Ontos has no wares to sell
Software house Ontos has been forced to withdraw from the European market because it has no product to sell.
It moved its Unix-based middleware product into maintenance in September 1997, but has admitted it does not expect the last version of NT to appear until May.
Jay Lyons, Ontos chief operating officer, said: 'The focus of the company will be on a new platform and new markets. We want to gain mind share and market share before we enter Europe again. Our future approach will be via third-party distributors, but not until the start of 1999 because we want to gain credibility first.'
He admitted: 'Our sales organisations in the UK and Germany were waiting patiently for over a year to supply product, but we've now closed them, although they still exist as legal entities.'
The organisation was established 10 years ago as an object database supplier, but became a middleware vendor about three years ago. Its Unix product, for Sun's Solaris operating system, enabled object-oriented applications to access data stored in relational databases.
The NT version has been rewritten, following Ontos decision last summer to axe its development team of up to 60.

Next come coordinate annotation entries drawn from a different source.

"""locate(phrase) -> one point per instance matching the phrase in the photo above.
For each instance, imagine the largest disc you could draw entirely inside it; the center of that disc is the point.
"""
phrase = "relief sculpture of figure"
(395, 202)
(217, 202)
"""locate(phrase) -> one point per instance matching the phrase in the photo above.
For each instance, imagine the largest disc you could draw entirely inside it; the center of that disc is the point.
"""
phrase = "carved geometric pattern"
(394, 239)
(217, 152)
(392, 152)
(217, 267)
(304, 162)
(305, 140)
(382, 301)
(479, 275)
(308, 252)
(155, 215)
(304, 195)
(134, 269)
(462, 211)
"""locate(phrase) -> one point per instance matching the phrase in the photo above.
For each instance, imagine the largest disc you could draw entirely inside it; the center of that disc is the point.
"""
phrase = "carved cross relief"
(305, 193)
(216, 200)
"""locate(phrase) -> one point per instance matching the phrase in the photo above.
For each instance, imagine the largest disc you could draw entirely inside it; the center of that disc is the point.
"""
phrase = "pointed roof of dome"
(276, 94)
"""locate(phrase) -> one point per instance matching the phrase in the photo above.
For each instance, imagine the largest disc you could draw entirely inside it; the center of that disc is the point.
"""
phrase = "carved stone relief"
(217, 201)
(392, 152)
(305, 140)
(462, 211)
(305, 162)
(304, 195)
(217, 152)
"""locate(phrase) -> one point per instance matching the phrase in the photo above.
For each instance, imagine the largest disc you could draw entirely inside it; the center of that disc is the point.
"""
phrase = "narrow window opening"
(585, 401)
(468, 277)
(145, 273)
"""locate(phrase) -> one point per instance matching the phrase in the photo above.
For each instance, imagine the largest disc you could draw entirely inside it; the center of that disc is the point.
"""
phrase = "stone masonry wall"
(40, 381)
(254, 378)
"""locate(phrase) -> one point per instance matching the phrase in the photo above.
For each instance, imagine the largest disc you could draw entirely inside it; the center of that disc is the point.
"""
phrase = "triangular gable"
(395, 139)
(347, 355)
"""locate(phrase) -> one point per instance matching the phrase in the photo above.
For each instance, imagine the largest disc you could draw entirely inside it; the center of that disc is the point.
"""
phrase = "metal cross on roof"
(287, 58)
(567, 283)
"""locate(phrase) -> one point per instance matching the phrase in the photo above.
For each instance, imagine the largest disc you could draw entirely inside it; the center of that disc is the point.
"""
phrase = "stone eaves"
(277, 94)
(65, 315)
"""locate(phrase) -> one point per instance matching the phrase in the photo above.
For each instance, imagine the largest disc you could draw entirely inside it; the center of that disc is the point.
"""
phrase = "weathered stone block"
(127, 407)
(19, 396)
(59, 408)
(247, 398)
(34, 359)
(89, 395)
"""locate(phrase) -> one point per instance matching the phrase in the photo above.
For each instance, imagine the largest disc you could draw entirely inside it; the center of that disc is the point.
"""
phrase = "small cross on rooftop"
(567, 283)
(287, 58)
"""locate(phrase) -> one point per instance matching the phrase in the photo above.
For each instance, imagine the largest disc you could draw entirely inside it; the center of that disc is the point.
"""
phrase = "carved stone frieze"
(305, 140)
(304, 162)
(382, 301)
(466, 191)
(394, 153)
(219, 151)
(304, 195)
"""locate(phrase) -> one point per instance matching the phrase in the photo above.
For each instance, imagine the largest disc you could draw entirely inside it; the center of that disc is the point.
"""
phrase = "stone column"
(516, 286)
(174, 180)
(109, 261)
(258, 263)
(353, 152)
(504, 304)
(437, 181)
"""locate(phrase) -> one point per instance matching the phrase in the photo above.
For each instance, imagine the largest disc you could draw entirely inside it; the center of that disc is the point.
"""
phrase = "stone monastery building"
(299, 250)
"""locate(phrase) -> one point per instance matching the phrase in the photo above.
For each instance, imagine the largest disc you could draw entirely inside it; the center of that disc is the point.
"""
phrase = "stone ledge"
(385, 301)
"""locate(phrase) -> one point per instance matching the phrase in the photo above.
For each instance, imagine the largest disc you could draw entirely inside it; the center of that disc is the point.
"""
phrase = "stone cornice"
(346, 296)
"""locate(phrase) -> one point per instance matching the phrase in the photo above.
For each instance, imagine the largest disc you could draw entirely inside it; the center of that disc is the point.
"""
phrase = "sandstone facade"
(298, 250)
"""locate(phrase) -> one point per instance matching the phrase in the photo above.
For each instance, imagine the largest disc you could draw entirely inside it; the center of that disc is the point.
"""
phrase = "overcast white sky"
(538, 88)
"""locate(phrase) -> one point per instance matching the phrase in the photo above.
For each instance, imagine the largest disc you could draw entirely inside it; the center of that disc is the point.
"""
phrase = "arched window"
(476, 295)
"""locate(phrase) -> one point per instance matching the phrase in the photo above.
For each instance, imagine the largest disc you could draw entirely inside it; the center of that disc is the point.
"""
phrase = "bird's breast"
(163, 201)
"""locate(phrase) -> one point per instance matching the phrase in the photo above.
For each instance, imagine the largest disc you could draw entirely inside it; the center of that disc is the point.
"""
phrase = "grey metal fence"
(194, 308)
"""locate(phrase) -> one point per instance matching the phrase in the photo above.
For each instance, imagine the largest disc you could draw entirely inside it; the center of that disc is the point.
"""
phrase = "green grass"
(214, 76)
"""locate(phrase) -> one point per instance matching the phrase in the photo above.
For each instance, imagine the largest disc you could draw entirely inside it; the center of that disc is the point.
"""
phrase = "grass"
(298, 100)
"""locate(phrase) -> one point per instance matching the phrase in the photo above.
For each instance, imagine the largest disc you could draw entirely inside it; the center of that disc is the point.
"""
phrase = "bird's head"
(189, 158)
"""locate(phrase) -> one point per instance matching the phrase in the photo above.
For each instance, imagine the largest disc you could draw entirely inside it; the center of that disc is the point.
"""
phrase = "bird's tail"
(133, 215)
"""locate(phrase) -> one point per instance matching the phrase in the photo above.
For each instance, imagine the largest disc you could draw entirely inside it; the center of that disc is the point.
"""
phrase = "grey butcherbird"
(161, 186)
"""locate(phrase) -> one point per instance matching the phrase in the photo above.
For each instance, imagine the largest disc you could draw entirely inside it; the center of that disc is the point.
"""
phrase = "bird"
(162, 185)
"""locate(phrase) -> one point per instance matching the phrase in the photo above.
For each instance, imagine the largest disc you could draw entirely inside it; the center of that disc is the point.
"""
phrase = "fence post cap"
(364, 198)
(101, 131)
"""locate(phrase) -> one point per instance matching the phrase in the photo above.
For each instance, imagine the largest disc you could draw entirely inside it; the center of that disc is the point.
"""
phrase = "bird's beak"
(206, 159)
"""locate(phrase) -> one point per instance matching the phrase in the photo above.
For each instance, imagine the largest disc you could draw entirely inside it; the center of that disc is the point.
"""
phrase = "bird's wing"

It has since hired about 20 additional developers to undertake the project, but has been surviving on venture capital funding from New York-based Wolfensohn Partners ever since. Ontos has 30 personnel employed in the US, after axing its three UK-based and two German staff, but has hired Stephen Ford as vice president of sales.
Peter Chaplin, former managing director of Ontos UK, said: 'I have left Ontos to set up a new company. Ontos is developing a new range of products that weren't going to be available until later in the year, so it didn't seem sensible to wait until then.'
He added he was setting up a company, Stepsoft, to focus on data navigation but may work with Ontos in the future.